# Unraveling microprotein biology with an evolutionary-immunological framework

> **NIH NIH R01** · UNIVERSITY OF PITTSBURGH AT PITTSBURGH · 2024 · $1,485,481

## Abstract

Recent technological advances have revealed the existence of thousands of microproteins (<100 amino acids)
missing from genome annotations, but little is known about their function. The physiological relevance of this
‘biological dark matter’ is one of the biggest outstanding mysteries in modern biology. Compared to canonical
proteins, microproteins evolve at a strikingly fast pace. They frequently appear de novo and rapidly disappear
through disabling mutations, overwhelmingly exhibiting evolutionarily novel sequences found in only one
species or lineage. The lack of evolutionary conservation renders homology-based approaches for functional
prediction powerless and raises the concern that many microproteins might not be functional. The selective
pressures driving the rapid evolution of microproteins are largely unknown. In mammals, one of the most well-
characterized determinants of protein evolution is the immune system. Novel sequences are positively selected
when they mediate functional innovations that enable cells to mount effective innate immune responses to fast
evolving pathogens. Novel sequences are negatively selected when are recognized as foreign by the adaptive
immune system. We reasoned that the tremendous strength of these immune selective pressures is likely to
drive the rapid evolution of microproteins.
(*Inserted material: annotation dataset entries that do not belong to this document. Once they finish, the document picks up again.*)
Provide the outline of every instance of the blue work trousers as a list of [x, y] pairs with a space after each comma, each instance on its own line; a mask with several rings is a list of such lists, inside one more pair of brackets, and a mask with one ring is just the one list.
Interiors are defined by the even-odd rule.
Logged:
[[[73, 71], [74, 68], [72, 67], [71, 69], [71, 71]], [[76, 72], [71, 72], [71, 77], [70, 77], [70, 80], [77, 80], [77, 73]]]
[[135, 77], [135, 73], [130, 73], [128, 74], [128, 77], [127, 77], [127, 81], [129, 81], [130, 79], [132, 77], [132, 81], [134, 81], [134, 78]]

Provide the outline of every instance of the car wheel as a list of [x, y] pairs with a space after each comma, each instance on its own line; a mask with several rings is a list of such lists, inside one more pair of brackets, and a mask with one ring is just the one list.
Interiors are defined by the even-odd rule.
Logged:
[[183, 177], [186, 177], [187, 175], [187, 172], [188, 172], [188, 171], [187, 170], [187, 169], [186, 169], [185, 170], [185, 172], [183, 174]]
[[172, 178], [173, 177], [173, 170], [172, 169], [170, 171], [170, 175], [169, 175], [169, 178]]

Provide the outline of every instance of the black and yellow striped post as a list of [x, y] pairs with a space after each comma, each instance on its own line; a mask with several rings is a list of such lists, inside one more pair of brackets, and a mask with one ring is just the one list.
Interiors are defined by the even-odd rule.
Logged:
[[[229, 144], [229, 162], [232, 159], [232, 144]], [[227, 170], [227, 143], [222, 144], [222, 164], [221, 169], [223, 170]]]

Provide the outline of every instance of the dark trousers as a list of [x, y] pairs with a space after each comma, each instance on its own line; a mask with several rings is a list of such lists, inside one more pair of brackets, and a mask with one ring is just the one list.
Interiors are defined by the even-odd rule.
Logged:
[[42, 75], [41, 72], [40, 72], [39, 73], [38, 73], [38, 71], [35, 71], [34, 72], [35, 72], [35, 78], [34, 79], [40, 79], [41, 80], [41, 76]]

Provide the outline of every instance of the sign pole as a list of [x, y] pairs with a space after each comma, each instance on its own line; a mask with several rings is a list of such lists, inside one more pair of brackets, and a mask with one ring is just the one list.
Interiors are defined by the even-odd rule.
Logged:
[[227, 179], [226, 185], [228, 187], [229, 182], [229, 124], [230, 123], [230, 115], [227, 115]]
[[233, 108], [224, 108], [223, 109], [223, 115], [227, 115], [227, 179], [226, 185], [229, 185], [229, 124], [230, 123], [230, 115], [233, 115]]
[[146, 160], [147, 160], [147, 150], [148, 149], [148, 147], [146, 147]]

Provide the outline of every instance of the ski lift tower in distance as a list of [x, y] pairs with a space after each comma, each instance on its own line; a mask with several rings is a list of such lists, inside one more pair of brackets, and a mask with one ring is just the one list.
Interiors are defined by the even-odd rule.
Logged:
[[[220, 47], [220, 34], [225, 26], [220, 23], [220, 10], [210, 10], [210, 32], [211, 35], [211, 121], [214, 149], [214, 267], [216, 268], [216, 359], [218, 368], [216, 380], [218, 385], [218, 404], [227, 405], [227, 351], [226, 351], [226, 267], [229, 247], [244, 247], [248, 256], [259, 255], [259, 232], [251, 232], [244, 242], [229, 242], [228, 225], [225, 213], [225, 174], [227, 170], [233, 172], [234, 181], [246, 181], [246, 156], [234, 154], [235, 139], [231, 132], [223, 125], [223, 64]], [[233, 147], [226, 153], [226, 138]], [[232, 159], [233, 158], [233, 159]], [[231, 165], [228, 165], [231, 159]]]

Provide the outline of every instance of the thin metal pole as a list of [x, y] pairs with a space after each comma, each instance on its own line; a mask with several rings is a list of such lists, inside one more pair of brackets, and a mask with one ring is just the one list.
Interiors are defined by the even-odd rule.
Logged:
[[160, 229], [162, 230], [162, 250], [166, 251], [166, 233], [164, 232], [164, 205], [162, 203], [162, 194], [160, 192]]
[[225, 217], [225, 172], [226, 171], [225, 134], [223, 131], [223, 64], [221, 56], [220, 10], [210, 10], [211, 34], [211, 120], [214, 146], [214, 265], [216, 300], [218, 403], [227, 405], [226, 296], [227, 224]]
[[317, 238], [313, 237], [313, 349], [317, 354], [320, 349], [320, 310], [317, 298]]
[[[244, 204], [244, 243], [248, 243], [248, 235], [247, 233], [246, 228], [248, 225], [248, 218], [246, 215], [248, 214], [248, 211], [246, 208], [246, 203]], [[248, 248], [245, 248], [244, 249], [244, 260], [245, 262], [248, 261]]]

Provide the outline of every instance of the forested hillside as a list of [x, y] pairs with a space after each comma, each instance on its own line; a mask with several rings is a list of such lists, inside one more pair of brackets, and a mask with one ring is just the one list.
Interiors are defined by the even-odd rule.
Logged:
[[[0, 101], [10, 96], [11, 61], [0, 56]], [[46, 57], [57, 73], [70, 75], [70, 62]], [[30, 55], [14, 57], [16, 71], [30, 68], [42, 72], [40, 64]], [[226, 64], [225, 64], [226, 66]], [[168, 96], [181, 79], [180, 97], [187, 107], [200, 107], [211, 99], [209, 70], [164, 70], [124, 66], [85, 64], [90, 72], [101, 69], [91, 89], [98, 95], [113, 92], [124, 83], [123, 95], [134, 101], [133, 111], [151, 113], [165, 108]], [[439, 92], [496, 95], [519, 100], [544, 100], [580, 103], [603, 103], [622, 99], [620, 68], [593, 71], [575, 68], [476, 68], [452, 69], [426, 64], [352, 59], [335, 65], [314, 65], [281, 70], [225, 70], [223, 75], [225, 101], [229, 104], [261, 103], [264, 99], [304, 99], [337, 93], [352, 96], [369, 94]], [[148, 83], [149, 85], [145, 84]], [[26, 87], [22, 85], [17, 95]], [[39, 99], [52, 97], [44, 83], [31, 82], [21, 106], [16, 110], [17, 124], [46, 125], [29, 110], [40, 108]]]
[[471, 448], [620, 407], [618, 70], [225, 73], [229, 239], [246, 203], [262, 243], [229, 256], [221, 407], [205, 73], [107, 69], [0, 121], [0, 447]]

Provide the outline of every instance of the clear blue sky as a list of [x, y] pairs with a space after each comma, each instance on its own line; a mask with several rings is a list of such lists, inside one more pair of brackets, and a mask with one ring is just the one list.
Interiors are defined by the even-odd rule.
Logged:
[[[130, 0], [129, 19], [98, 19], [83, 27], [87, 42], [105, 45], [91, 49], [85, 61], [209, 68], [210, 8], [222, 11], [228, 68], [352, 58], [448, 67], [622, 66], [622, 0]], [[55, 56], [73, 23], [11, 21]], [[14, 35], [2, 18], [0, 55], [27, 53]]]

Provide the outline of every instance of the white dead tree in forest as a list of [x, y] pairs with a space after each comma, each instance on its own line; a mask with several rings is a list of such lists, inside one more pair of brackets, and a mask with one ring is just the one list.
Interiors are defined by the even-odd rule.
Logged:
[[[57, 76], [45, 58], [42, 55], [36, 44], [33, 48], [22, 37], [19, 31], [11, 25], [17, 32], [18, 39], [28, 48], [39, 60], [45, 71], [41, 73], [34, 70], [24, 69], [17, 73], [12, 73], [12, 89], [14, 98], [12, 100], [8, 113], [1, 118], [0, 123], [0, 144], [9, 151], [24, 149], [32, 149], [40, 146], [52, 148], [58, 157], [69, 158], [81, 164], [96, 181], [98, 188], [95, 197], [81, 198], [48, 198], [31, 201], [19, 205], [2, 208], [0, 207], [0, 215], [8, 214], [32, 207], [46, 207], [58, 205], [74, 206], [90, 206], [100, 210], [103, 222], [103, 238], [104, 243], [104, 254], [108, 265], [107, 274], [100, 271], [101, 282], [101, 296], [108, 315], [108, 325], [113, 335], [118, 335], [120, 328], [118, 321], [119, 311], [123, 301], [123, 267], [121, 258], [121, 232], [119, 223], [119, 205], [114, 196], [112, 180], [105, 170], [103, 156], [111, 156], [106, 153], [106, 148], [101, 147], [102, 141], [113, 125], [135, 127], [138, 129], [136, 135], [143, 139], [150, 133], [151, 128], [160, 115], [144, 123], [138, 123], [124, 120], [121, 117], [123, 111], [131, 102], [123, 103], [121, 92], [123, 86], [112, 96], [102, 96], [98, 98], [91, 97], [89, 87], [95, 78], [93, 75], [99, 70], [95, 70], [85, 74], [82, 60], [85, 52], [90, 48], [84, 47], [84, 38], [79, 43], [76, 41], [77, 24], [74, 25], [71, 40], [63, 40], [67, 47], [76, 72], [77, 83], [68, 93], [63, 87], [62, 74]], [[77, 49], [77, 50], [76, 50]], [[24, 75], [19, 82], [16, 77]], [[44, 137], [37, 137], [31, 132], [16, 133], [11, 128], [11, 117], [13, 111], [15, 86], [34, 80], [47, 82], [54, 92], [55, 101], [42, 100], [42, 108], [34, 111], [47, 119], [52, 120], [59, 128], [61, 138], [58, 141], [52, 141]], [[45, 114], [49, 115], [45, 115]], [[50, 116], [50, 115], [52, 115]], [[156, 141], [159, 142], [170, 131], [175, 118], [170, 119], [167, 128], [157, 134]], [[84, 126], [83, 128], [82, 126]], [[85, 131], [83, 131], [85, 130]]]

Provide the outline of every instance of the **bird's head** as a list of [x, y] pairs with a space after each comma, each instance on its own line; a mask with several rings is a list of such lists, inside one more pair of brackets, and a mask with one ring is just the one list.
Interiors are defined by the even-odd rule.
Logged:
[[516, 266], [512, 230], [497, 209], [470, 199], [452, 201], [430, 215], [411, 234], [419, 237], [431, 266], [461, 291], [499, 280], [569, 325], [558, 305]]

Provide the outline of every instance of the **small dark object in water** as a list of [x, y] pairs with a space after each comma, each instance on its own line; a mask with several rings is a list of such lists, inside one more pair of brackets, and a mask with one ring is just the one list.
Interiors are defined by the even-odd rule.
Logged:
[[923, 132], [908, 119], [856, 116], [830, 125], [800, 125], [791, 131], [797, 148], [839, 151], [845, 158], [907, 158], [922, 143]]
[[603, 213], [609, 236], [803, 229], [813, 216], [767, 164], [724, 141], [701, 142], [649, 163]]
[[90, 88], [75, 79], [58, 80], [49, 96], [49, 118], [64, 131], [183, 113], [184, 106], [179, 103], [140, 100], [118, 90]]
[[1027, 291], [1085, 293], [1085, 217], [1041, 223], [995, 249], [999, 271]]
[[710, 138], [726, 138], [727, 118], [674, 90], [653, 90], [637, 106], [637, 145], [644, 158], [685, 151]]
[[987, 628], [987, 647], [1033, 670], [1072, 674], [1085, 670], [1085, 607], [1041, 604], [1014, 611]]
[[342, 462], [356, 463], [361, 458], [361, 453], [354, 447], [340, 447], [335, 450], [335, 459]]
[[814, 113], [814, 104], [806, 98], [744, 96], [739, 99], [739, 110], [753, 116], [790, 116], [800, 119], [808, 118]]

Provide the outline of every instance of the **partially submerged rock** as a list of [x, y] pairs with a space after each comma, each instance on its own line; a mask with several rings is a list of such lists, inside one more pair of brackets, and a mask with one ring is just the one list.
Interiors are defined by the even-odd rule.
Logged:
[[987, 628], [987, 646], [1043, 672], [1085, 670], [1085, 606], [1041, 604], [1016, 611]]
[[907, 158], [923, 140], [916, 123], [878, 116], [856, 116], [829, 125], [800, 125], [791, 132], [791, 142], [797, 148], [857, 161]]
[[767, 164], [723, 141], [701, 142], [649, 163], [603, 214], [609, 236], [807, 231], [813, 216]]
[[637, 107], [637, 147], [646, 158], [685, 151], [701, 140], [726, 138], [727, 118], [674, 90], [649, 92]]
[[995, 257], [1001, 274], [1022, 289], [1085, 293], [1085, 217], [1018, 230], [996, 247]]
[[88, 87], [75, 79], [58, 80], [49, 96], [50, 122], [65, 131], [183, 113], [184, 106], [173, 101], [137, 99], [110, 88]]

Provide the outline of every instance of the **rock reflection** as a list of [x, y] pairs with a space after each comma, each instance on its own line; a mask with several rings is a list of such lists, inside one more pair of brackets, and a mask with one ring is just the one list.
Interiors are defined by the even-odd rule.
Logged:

We therefore propose that the immune system is a critical
determinant of microprotein function and evolution. We hypothesize that novel microproteins can only evolve to
perform cell-intrinsic functions if they are recognized as ‘self’, and thereby tolerated, by the adaptive immune
system. The lineage-specific sequences of these novel but tolerated microproteins would provide a vital
arsenal against rapidly evolving pathogens. Conversely, novel microproteins that are recognized as ‘non-self’
would induce auto-immune responses and rapidly disappear over evolutionary time.
 In this project, we will test the above hypotheses at a proteome-wide level using well established
cellular and animal model systems. We will combine: 1) Integrative ribosome profiling to generate a reference
microprotein expression atlas in mice; 2) T cell antigen discovery approaches and mouse models of
autoimmunity to assess the immunogenic potential of microproteins; 3) Genome-scale gain- and loss-of-
function genetic screens to determine cell-intrinsic, innate immune roles of microproteins; and 4)
Computational evolutionary genomics to reconstruct the evolutionary history, and estimate the strength of
selective pressures acting on microproteins. Our proposed work is centered on mouse models and murine
cells due to availability of specific genetic knock-out models and large quantities of matched tissues, plethora
of published transcriptome and translatome datasets, and ability to perform experiments in a controlled,
homogeneous setting with defined immune genetics. Together, these approaches will illuminate the
evolutionary and immunological principles that g...

## Key facts

- **NIH application ID:** 10925317
- **Project number:** 5R01AT012826-02
- **Recipient organization:** UNIVERSITY OF PITTSBURGH AT PITTSBURGH
- **Principal Investigator:** Anne-Ruxandra Carvunis
- **Activity code:** R01 (R01, R21, SBIR, etc.)
- **Funding institute:** NIH
- **Fiscal year:** 2024
- **Award amount:** $1,485,481
- **Award type:** 5
- **Project period:** 2023-09-08 → 2028-08-31

## Primary source

NIH RePORTER: https://reporter.nih.gov/project-details/10925317

## Citation

> US National Institutes of Health, RePORTER application 10925317, Unraveling microprotein biology with an evolutionary-immunological framework (5R01AT012826-02). Retrieved via AI Analytics 2026-05-22 from https://api.ai-analytics.org/grant/nih/10925317. Licensed CC0.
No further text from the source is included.